Perkawinan ayah dan ibu kita adalah perumpamaannya. Beliau berdua berbeda dalam segala hal, baik dari segi cipta (akal fikir), rasa (suasana hati) dan karsa (emosi). Namun keduanya dapat menjadi pasangan insan yg serasi, selaras dan seimbang. Kedua orang tua kita dapat hidup bersama dalam suka dan duka, derita dan bahagia dalam cinta dan kasih sayang hingga maut memisahkannya.
Alangkah bijaksana apabila kita berpolitik dan berdagang didasari rasa cinta dan kasih sayang yang tulus hanya karena Allah semata. Jika demikian adanya, manakala Tuhan menghendaki, pasti ujungnya akan melahirkan sebuah peradaban yang berke-Tuhan-an yang Maha Esa (bertauhid), berperikemanusiaan yang adil dan beradab (berakhlak mulia), dan bersatu atas nilai hikmah kebijaksanaan dan permusyawaratan mufakat, dengan tujuan mewujudkan keadilan sosial bagi seluruh rakyat.
Selanjutnya, kita juga akan dapat memahami “pesan-pesan Tuhan” diatas dengan sebenarnya.

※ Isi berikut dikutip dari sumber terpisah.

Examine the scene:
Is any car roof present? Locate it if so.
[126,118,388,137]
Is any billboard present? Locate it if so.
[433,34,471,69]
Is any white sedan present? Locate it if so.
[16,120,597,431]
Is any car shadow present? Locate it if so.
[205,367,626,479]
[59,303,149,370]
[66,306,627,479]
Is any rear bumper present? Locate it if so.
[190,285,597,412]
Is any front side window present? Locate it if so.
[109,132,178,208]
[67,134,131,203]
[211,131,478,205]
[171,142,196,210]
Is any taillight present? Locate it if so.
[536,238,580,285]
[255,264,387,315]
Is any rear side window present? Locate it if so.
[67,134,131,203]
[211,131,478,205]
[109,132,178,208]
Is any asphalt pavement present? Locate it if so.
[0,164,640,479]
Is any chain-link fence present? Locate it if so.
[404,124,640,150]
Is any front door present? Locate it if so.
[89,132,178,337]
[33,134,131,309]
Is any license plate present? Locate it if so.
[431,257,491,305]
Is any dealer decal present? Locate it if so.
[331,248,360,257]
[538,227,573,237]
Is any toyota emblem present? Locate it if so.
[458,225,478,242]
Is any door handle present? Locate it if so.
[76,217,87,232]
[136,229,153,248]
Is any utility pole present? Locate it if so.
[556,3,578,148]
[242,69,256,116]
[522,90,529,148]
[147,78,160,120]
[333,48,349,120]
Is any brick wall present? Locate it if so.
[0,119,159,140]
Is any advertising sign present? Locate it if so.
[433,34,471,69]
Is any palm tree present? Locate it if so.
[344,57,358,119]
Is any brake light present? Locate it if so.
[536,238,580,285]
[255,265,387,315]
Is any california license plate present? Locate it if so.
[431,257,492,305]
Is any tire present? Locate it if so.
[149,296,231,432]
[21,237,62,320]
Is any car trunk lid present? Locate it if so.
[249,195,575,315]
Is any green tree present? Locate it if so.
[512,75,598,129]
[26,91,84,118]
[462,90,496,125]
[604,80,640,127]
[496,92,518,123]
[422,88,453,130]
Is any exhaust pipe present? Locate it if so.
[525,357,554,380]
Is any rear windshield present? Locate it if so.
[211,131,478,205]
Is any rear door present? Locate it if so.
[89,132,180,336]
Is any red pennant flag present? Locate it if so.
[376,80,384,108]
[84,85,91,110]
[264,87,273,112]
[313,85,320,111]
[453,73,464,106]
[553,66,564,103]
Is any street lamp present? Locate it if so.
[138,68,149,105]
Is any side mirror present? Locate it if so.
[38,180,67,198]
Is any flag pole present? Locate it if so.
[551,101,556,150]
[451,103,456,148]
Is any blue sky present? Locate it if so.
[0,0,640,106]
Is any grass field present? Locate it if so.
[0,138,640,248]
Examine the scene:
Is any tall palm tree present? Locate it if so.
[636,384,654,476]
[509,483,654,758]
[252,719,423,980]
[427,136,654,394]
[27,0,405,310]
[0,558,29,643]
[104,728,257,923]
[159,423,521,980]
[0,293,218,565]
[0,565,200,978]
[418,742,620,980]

Yakni sebuah pesan kemanusiaan universal yang menghapus “kasta” dalam masyarakat Arab (waktu itu).
Sekaligus sebuah penegasan bahwa yang menentukan keutamaan seorang hamba Allah bukanlah nasab, harta, tahta, status sosial-ekonomi, pekerjaan dan seterusnya. Tetapi ketakwaan seorang hamba (Makhluk) kepada Tuhan Maha Pencipta (Khaliq). Dan derajat ketakwaan hanya bisa diraih dengan amal shalih. Tidak bisa dibeli atau diraih dengan mengandalkan keutamaan nasab, suku, harta, tahta, dan seterusnya.
Sayangnya belakangan ini semakin banyak pihak yang hendak mengembalikan “kasta” masyarakat Arab yang telah dihapus Nabi Saw.

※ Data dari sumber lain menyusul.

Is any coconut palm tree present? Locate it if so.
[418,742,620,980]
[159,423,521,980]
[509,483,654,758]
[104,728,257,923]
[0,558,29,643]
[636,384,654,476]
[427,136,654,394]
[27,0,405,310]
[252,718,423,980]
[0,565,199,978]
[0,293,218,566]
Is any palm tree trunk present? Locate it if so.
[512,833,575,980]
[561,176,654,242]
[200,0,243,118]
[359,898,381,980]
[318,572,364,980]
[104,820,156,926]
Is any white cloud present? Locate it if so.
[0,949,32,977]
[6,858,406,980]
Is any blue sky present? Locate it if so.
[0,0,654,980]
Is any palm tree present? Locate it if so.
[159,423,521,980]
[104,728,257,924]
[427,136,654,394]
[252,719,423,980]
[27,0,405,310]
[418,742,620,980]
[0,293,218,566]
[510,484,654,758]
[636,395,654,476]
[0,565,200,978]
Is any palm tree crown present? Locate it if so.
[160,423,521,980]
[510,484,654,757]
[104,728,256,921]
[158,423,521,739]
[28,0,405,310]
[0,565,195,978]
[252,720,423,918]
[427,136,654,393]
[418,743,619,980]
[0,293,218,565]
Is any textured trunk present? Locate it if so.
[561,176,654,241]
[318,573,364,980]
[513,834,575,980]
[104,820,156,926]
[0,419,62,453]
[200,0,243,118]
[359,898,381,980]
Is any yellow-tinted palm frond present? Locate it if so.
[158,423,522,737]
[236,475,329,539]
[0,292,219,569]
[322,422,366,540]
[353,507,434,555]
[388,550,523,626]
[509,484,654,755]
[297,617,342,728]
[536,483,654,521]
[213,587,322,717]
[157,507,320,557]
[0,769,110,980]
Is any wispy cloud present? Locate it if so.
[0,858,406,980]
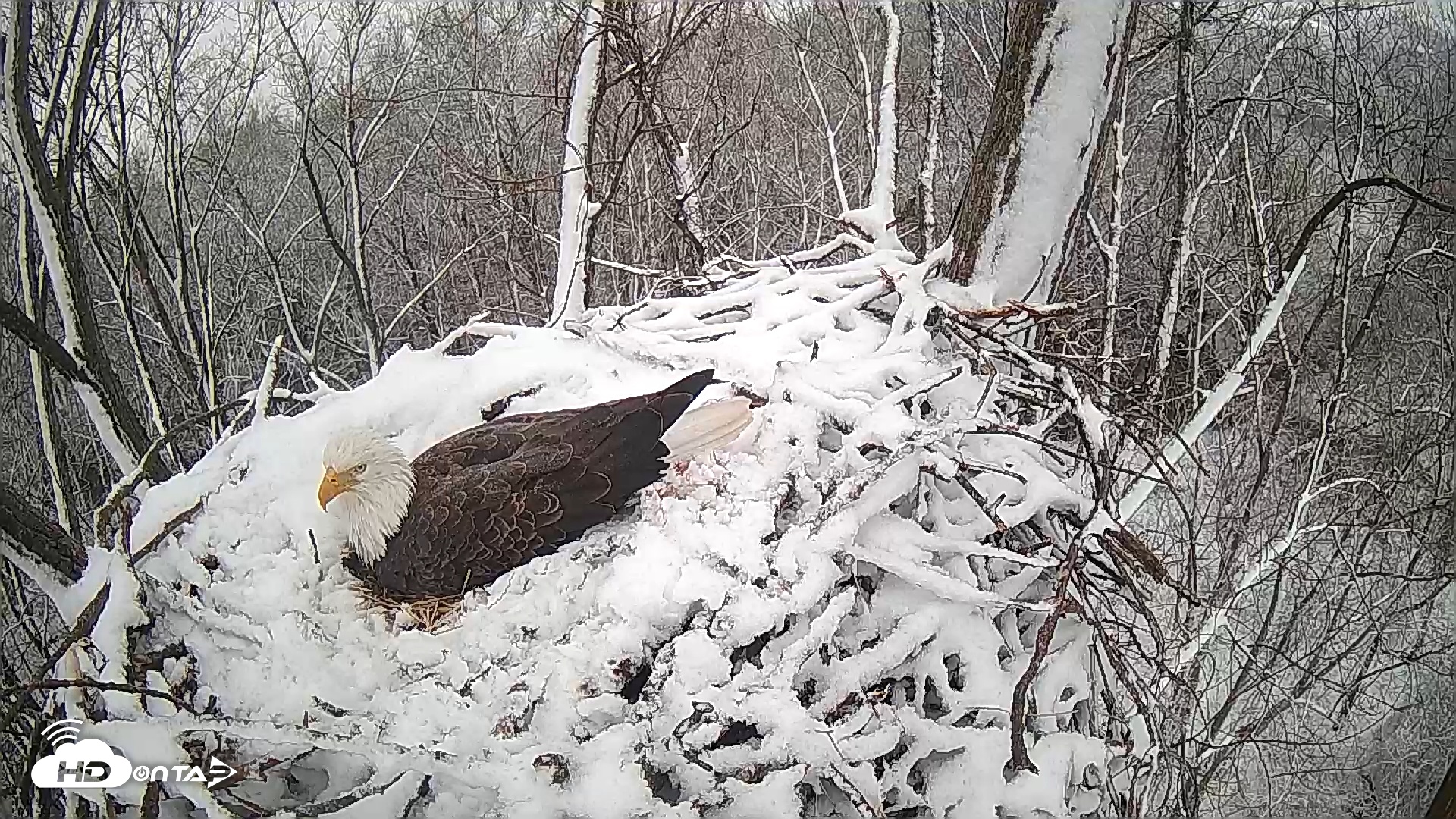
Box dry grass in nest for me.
[351,583,464,634]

Imam Muslim dan Ibn Majah meriwayatkan dari Abu Hurairah bahwa Rasulullah saw. bersabda, artinya : “Allah tidak memandang kepada penampilan dan harta kalian, akan tetapi Allah melihat kepada hati dan amal kalian”.
Imam Suyuthi dalam kitab tafsirnya Al-Durr Al-Mantsur fi Tafsir bil-Ma’tsur menyebutkan dua kisah turunnya ayat ini, yakni :
Pertama, pada saat Rasulullah Saw. memasuki kota Mekkah tatkala peristiwa Fathu Makkah. Bilal bin Rabah naik ke atas Ka’bah dan menyerukan azan. Sebagian penduduk Mekkah —[yang tidak tahu Bilal biasa bertugas menyerukan azan di Madinah]— terkaget-kaget.

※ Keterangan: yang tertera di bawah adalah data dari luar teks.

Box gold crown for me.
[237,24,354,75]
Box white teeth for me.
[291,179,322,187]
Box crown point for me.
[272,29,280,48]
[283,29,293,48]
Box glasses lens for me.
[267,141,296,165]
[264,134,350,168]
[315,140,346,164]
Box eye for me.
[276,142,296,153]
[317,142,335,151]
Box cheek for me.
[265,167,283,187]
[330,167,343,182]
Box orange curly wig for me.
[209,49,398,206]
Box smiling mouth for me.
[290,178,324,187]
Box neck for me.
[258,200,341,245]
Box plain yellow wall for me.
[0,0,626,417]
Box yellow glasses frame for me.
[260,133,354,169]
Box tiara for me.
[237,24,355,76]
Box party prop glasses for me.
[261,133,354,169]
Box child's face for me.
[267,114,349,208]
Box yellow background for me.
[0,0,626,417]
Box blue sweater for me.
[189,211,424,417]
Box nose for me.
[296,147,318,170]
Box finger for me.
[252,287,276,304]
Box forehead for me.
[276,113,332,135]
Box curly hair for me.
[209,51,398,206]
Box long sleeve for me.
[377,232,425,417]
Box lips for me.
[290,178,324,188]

Ada yang berkata : “Budak hitam inikah yang azan diatas Ka‘bah?”.
Dalam riwayat lain di kitab Tafsir al-Baghawi al-Harits bin Hisyam mengejek dengan perkataan “Apakah Muhammad tidak menemukan selain burung gagak ini untuk berazan?”.
Yang lain berkata : “Jika Allah membencinya, tentu akan menggantinya”. Lantas turunlah ayat 13 Surat al-Hujurat.
Kedua, Abu Hind adalah bekas budak yang kemudian bekerja sebagai tukang bekam.
Nabi meminta kepada Bani Bayadhah untuk menikahkan salah satu putri mereka dengan Abu Hind. Namun mereka menolak dengan alasan: “Ya Rasul, bagaimana kami hendak menikahkan putri kami dengan bekas budak kami?”.
Lalu turunlah QS. Al-Hujurat ayat 13 diatas.
Wallahu A’lam
Batang, 2 September 2023
*) Drs. Margo Hutomo, LC. pengasuh Majlis Muthala’ah Al-Quran (MMA) Weleri-Batang-Pekalongan.